An exercise ball workout isn’t just for the ladies! These exercise ball workouts for men can help with core strength training, as well as core and leg strengthening. Give them a try for a few weeks and you will find that you are leaner and more toned.

Basic Crunch

Try this exercise to strengthen your abs. Position yourself so that your lower back is on the ball and your feet are flat on the floor. Your upper body and thighs should be parallel to the floor. Use your abs to lift your shoulders and upper back off the exercise ball.
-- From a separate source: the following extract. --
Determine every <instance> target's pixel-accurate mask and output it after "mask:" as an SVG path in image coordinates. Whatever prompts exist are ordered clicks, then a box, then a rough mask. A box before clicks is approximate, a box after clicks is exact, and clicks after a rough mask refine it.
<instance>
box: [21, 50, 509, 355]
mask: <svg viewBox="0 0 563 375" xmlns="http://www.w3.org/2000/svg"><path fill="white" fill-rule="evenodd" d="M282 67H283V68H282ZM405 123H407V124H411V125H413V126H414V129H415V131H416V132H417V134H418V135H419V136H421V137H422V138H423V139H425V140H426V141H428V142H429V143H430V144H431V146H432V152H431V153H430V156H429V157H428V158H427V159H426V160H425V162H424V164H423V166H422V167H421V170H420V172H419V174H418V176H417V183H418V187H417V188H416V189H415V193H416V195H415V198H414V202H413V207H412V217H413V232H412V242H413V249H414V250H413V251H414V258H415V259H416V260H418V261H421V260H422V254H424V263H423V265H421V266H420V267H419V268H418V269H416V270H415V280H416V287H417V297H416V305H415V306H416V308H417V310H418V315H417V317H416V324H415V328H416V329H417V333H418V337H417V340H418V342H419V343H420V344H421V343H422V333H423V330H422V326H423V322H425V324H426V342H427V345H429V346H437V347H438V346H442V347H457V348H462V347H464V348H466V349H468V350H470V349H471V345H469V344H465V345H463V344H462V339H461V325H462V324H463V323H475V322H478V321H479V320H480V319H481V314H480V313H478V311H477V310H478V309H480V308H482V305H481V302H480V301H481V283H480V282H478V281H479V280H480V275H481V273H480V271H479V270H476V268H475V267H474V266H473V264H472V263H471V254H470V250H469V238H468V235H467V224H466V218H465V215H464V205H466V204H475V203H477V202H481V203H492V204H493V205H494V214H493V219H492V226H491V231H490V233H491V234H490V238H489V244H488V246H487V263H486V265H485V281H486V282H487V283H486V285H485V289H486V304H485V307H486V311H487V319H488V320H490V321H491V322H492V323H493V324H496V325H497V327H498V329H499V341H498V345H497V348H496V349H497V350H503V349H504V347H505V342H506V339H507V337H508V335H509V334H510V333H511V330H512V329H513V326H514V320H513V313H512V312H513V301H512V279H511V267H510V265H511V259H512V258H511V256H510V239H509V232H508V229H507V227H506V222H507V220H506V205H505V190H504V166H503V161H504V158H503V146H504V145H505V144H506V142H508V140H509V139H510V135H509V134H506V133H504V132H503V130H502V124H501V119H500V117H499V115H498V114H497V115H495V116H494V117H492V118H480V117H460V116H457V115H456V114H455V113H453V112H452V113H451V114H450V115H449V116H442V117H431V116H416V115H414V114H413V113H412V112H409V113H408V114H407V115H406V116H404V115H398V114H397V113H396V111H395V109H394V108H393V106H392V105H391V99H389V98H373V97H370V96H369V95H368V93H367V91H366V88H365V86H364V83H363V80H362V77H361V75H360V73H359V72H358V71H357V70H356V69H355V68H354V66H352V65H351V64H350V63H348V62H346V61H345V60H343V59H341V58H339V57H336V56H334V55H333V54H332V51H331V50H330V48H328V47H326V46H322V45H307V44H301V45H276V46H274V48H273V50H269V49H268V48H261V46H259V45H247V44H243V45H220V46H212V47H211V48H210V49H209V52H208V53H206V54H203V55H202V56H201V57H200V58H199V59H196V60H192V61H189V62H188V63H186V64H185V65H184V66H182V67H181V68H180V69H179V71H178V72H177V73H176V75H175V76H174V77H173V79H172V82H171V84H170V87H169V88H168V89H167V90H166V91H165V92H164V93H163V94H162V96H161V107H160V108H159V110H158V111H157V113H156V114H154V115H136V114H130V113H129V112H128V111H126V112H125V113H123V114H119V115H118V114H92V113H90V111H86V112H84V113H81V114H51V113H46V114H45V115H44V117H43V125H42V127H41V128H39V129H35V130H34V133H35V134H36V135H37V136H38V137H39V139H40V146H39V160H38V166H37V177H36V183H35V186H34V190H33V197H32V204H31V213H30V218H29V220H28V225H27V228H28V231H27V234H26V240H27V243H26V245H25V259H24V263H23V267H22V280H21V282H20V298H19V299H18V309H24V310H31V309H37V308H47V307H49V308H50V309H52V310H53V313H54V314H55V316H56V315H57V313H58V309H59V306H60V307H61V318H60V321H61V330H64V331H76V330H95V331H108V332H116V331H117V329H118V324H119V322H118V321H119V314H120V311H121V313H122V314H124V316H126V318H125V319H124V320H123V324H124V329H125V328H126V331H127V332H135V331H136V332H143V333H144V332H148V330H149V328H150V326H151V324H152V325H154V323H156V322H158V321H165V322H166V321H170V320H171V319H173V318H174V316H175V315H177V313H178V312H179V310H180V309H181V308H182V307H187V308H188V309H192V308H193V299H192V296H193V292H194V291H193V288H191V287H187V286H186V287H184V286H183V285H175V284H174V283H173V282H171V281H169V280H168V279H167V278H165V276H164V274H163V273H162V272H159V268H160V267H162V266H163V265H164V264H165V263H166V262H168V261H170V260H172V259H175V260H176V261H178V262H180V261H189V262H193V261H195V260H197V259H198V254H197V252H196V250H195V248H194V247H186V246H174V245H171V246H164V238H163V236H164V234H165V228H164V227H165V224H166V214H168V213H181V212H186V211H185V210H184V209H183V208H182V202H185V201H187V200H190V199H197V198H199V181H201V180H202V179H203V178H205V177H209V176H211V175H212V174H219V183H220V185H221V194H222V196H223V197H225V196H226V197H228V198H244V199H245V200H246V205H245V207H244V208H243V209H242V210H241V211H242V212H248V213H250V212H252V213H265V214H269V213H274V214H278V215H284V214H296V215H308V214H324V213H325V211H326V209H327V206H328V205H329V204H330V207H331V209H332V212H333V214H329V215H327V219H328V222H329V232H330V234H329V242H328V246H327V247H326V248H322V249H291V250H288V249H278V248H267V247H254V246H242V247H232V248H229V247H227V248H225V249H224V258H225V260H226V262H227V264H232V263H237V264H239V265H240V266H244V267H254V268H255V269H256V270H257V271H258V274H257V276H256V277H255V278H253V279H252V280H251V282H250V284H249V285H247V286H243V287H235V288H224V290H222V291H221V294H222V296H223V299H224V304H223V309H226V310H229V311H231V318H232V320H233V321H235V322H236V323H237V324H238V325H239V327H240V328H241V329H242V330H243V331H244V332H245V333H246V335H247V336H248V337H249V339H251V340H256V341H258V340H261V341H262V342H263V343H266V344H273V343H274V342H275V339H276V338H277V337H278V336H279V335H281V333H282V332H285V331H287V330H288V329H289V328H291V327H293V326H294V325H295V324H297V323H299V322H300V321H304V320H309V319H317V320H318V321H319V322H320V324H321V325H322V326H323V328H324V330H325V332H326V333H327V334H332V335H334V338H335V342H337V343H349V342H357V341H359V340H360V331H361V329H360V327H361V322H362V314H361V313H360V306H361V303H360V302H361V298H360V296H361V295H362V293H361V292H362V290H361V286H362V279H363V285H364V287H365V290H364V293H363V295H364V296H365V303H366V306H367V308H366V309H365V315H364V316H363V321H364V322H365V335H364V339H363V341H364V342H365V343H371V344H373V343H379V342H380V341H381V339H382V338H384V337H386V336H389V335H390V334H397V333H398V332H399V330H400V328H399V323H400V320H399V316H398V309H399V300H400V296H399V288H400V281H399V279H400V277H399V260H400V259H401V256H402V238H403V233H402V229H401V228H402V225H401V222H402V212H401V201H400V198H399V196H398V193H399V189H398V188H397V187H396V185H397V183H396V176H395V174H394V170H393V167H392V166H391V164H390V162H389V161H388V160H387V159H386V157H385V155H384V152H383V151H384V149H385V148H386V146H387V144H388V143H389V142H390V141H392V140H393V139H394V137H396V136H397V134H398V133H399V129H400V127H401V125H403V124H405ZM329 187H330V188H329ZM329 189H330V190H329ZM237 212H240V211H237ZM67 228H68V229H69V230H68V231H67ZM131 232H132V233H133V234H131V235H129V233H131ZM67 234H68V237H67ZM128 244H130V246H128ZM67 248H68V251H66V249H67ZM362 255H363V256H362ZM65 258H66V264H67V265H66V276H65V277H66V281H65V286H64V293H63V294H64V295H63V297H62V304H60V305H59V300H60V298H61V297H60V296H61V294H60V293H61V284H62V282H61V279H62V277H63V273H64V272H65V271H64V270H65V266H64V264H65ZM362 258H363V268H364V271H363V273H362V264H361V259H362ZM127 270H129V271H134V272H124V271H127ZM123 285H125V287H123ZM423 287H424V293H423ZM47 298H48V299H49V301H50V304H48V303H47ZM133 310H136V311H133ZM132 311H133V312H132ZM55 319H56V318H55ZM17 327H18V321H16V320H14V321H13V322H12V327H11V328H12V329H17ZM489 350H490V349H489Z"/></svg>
This exercise targets your upper and lower back, as well as your buttocks. Position yourself with your stomach on the ball; your body should be at a 45-degree angle to the floor. Use the tips of your toes to make sure you don’t lose your balance and fall off the ball. Stretch your arms out in front of you as if you were flying and hold this position.

Opposite Limb Extension

Try this one for your lower back, glutes and hamstrings. Lie face down on top of the fitness ball, using your toes and hands to stabilize yourself. Look down at the floor and extend your left arm and right leg simultaneously. Hold the position for two seconds and then return to the starting position. Repeat with the alternate leg and arm.

Abdominal Rolls

Lie on your back with your knees bent; your feet should be flat on the floor. Place the exercise ball on your lower thighs and put your hands on top of the ball. Lift your shoulder blades off the floor and roll the ball toward the top of your knees. Pause and then return to the starting position.

Bent Knee Bridge

The Bent Knee Bridge is a good exercise for your buttocks and hamstrings. To start, lie on your back on the floor with your knees bent. Your heels should be resting on top of the fitness ball.

Spread your arms out to your sides. Squeeze your glutes and lift your butt off the floor, pushing your hips toward the ceiling. Pause when you get to the top of the movement and then your hips down to the starting position.

Elevated Push-ups

This is a good choice when you want to work on your shoulders, pecs, triceps and abs. Position yourself so that the front of your knees are on the front of the ball and your hands are flat on the floor. If you are in the right position, your whole body will be parallel to the floor.

Look down and bring your face down to with in a few inches of the floor. Push yourself back up until you get into the starting position.

Using a fitness ball is only one strategy for staying active. Change up your routine to include a number of activities, including cardio exercise routines and strength training to avoid boredom and stay on track.